Ward helped another passenger, Jayde Cook, climb onto to the hull, while Goodhew, O’Neill and Ben Stinson swam to the cabin roof.

The roof had been ripped off the vessel and was floating low in the water with waves washing over it, but it provided a platform the men could sit on.

Ward said he decided to stay with the hull because it was the biggest object in the water.

He called out to the passengers still in the water but they didn’t respond.

“They probably had a hell of a knocking around inside the boat when it went over. All three guys in the water were pretty expressionless.”

Ward himself had multiple fractures, broken ribs, and what he described as a hole in his leg, most likely from hitting the rail and rod holders as the vessel capsized.

The hull, the cabin roof and the men in life rings quickly drifted apart in different directions, and lost sight of each other in the fading light.

“For the first couple of hours we took a bit of a beating,” Ward said.

“As the boat went down and came up again a whole lot of water would rush down the hull and smash into us. I had a tourniquet, Jayde’s belt, around my leg to slow the bleeding a bit,” Ward said.

At one point Cook was washed off the hull by a wave. The boat was starting to list to one side so they moved to the other rudder and used the tourniquet to tie themselves to the propeller shaft.

After about two hours conditions started easing.

Ward and Cook spent four and a half hours clinging to the rudder before a rescue helicopter, alerted by the distress beacon that had popped out of the water next to Goodhew 15 minutes after the capsize, winched them on board and flew them to Kaitāia Hospital.

Ward said the weather at the Three Kings on 19 March had been “magic”, and that night the Enchanter anchored in the main island’s Little Bear Bay to shelter from the front passing over.

By about 9am on 20 March the wind had eased enough for the Enchanter to head for the Princes Group of islands for more fishing, and that afternoon they began the long journey back to North Cape.

Ward said there was nothing exceptional about the sea state or weather conditions at that time.

“There was a bit of roll, a bit of slop, but it wasn’t uncomfortable,” he said.

‘It was horrendous’ – skipper

The skipper of another vessel in the area, however, gave a different account of the conditions.

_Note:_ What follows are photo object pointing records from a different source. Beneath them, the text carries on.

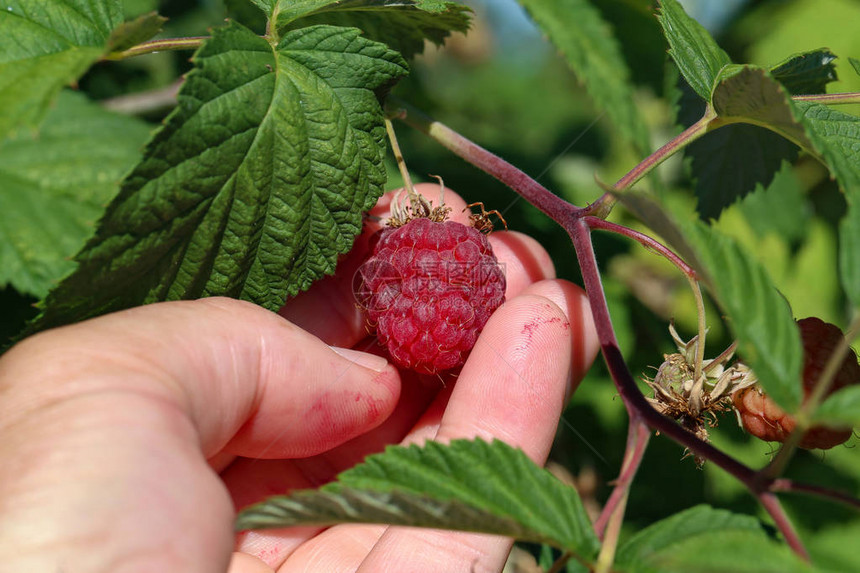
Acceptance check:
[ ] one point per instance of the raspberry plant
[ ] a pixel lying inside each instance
(259, 177)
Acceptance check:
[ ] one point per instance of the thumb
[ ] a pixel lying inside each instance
(109, 424)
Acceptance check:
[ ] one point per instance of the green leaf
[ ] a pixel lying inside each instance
(53, 188)
(255, 185)
(729, 162)
(45, 46)
(849, 251)
(835, 136)
(705, 540)
(780, 209)
(650, 545)
(467, 485)
(750, 95)
(695, 52)
(758, 315)
(132, 33)
(841, 408)
(576, 28)
(402, 24)
(806, 73)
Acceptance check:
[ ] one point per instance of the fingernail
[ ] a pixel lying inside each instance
(369, 361)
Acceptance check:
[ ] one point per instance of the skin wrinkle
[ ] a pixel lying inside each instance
(246, 479)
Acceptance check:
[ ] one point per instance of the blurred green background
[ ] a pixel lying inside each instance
(504, 87)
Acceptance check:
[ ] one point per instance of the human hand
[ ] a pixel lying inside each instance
(114, 431)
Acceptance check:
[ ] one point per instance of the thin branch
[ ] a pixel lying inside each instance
(167, 44)
(637, 440)
(144, 102)
(677, 143)
(633, 398)
(832, 99)
(703, 327)
(771, 503)
(648, 242)
(398, 156)
(791, 486)
(555, 207)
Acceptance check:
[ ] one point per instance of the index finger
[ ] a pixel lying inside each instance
(333, 297)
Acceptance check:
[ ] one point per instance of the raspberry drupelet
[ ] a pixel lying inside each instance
(429, 288)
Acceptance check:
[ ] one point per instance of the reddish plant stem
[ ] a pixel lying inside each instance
(638, 435)
(771, 503)
(789, 486)
(553, 206)
(627, 388)
(572, 219)
(643, 239)
(686, 137)
(641, 411)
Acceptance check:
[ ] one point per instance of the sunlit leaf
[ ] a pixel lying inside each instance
(695, 52)
(758, 315)
(576, 28)
(467, 485)
(45, 46)
(255, 185)
(54, 186)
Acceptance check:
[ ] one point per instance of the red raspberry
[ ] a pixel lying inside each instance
(762, 418)
(429, 288)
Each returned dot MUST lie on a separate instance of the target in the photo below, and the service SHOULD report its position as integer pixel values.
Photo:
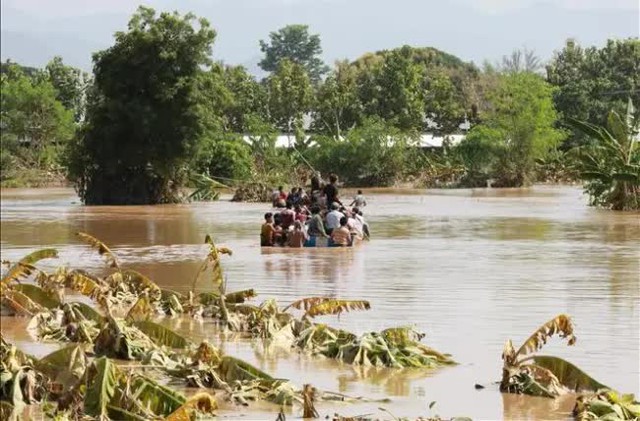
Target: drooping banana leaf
(20, 303)
(65, 367)
(141, 310)
(36, 256)
(102, 381)
(199, 403)
(101, 248)
(337, 307)
(560, 324)
(155, 397)
(140, 282)
(7, 411)
(162, 335)
(568, 374)
(239, 297)
(402, 335)
(24, 267)
(83, 282)
(60, 360)
(306, 303)
(15, 273)
(166, 294)
(72, 310)
(117, 413)
(232, 369)
(38, 295)
(120, 340)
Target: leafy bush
(225, 156)
(373, 154)
(611, 167)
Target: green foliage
(102, 380)
(35, 125)
(70, 84)
(337, 107)
(295, 44)
(224, 156)
(610, 167)
(593, 81)
(143, 119)
(290, 95)
(392, 90)
(516, 129)
(373, 154)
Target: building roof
(425, 141)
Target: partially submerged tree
(290, 95)
(142, 123)
(518, 127)
(295, 44)
(35, 125)
(611, 166)
(542, 375)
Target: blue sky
(33, 31)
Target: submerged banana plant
(606, 405)
(542, 375)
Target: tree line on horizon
(157, 110)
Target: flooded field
(471, 269)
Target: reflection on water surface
(470, 268)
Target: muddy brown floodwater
(471, 268)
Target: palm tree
(611, 166)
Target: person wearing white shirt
(333, 218)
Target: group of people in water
(316, 219)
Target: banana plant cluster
(611, 166)
(550, 376)
(120, 327)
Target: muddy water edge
(470, 268)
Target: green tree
(611, 166)
(290, 95)
(337, 106)
(143, 119)
(518, 127)
(225, 156)
(35, 125)
(248, 97)
(294, 43)
(394, 90)
(372, 154)
(70, 84)
(419, 88)
(592, 81)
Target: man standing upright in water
(331, 190)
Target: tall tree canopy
(290, 95)
(70, 83)
(516, 128)
(32, 119)
(593, 81)
(143, 120)
(421, 89)
(294, 43)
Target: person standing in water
(298, 237)
(359, 200)
(267, 231)
(331, 191)
(341, 237)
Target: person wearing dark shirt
(267, 231)
(287, 216)
(331, 191)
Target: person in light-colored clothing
(333, 218)
(341, 237)
(298, 237)
(359, 200)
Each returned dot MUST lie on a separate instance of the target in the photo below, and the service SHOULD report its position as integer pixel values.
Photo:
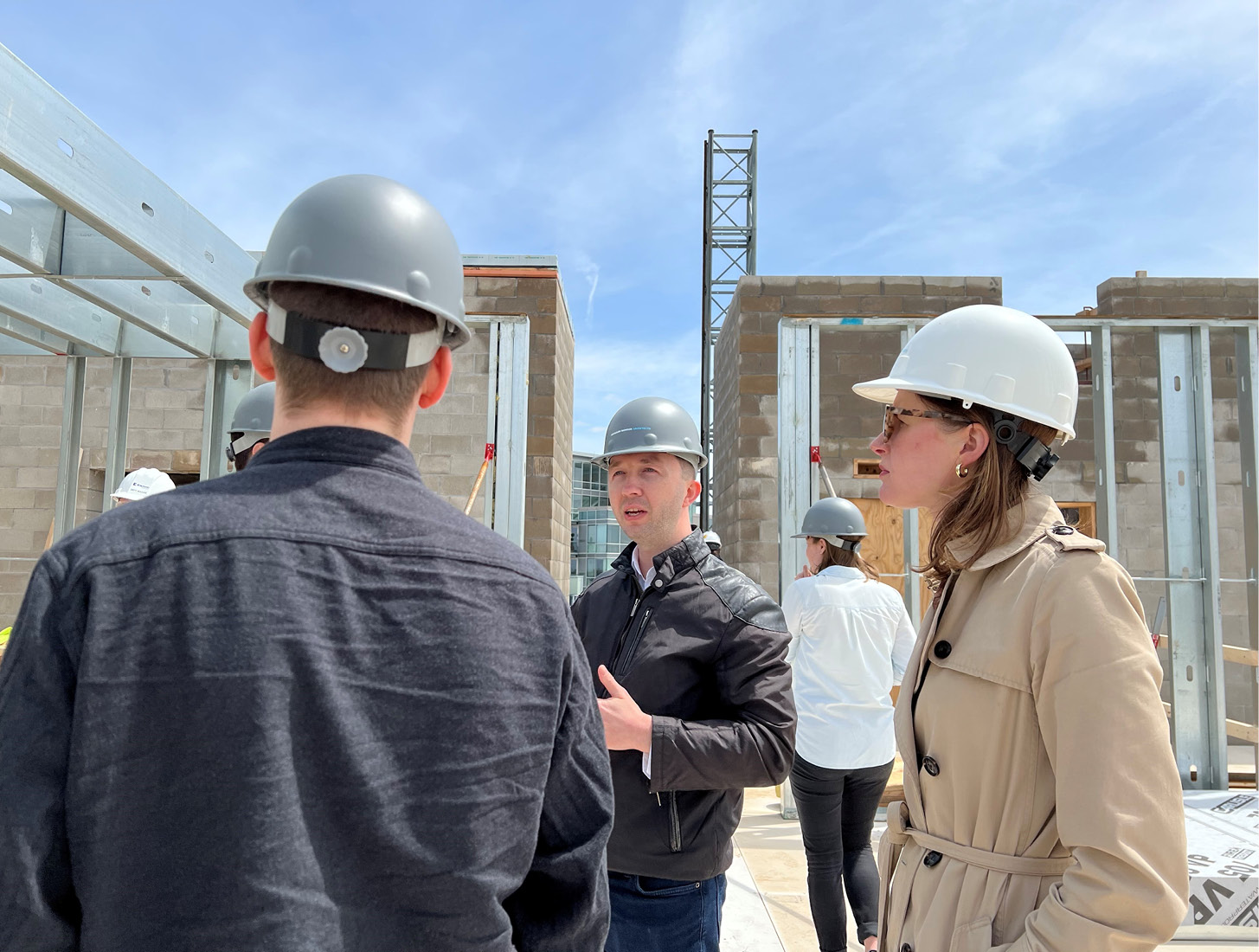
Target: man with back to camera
(695, 689)
(312, 705)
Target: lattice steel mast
(729, 254)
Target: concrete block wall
(165, 429)
(539, 295)
(746, 423)
(746, 437)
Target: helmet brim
(884, 390)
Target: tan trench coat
(1045, 813)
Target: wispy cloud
(609, 373)
(1051, 144)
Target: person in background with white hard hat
(851, 639)
(1043, 805)
(251, 425)
(312, 706)
(141, 484)
(695, 689)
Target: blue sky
(1053, 144)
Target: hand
(625, 725)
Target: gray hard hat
(832, 519)
(254, 411)
(368, 233)
(652, 425)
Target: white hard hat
(143, 483)
(991, 356)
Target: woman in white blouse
(851, 640)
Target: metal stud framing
(1103, 437)
(506, 425)
(1192, 523)
(119, 412)
(72, 439)
(226, 383)
(1247, 362)
(729, 254)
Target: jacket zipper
(675, 827)
(621, 640)
(625, 653)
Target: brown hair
(307, 381)
(835, 556)
(995, 485)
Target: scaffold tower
(729, 254)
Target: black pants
(836, 813)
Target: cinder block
(944, 286)
(818, 286)
(902, 286)
(495, 287)
(760, 304)
(778, 285)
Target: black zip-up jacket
(704, 651)
(306, 708)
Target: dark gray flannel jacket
(305, 706)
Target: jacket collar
(339, 446)
(683, 556)
(1025, 523)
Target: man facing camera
(695, 689)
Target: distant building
(597, 539)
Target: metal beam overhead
(55, 149)
(18, 337)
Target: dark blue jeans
(651, 915)
(836, 813)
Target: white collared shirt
(851, 639)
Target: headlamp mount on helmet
(1032, 454)
(348, 349)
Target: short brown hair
(835, 556)
(307, 381)
(995, 485)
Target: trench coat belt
(899, 833)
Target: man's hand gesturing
(625, 725)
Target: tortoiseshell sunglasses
(890, 415)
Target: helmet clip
(1034, 456)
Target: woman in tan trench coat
(1045, 811)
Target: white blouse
(851, 639)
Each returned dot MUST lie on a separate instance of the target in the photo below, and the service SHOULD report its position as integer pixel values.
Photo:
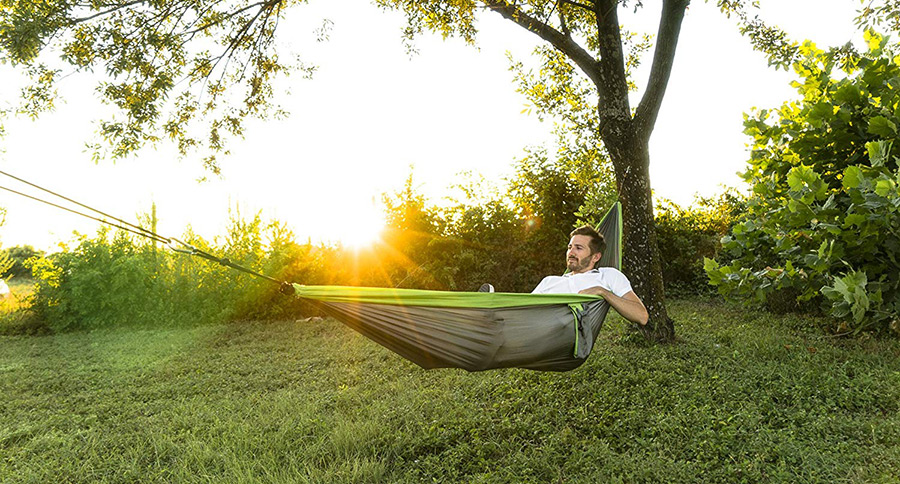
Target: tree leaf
(853, 177)
(881, 126)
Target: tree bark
(626, 135)
(641, 262)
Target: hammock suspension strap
(171, 242)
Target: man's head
(586, 246)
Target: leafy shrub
(822, 229)
(687, 236)
(18, 255)
(114, 280)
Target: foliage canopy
(823, 225)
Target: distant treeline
(506, 238)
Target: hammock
(477, 331)
(439, 329)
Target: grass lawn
(743, 397)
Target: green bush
(687, 236)
(822, 229)
(114, 280)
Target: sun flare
(363, 231)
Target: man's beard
(579, 265)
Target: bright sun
(364, 230)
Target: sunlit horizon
(346, 144)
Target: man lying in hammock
(584, 277)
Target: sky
(372, 114)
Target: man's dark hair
(597, 242)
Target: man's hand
(629, 305)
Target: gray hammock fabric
(477, 331)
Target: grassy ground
(744, 397)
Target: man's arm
(629, 305)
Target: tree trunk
(641, 262)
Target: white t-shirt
(607, 277)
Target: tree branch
(663, 59)
(565, 44)
(613, 86)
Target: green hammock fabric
(477, 331)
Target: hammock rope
(473, 331)
(172, 243)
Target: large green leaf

The skipper of the crayfishing boat Florence Nightingale, Matt Gentry was the last witness to give evidence on Tuesday.

He anchored in the next bay around from the Enchanter on the night of 19 March.

The next morning the wind meter on his vessel was recording wind speeds of 30-35 knots, though he said that could have been exacerbated by the island’s wind-funnelling effect.

Gentry estimated the swells rolling past the island’s northwestern tip were 3.5-4m.

He started checking cray pots on the morning of 20 March, but stopped after the vessel was hit by a large swell and backwash that smashed the TV off its mount and scattered food and plates around the galley.

Gentry opted to wait out the weather in a sheltered bay rather than keep working or try to return to North Cape that day.

“I would not put myself or my crew at risk. It was just rough as s***. It was horrendous. Generally, if we can’t work it, we can’t transit in it either,” he said.

Later, just before midnight on 20 March, Gentry had to make the transit anyway, after the Florence Nightingale and another fishing boat were called upon to join the search for survivors off North Cape.

Earlier on Tuesday, O’Neill told the court the wave that struck the Enchanter was “like being hit by a train”.

“I’ve never seen a wave like the one we took before, anywhere.”

Prior to the capsize he estimated the wind speed was about 15 knots and the swell 1.5-2m.

O’Neill said if the swell had been 3m, he and the others would have been swept off the cabin roof.

The judge-alone trial before Judge Philip Rzepecky is expected to take three weeks.

Gentry is due to continue his evidence today followed by the third surviving passenger, Ben Stinson, and the first of the expert marine weather witnesses.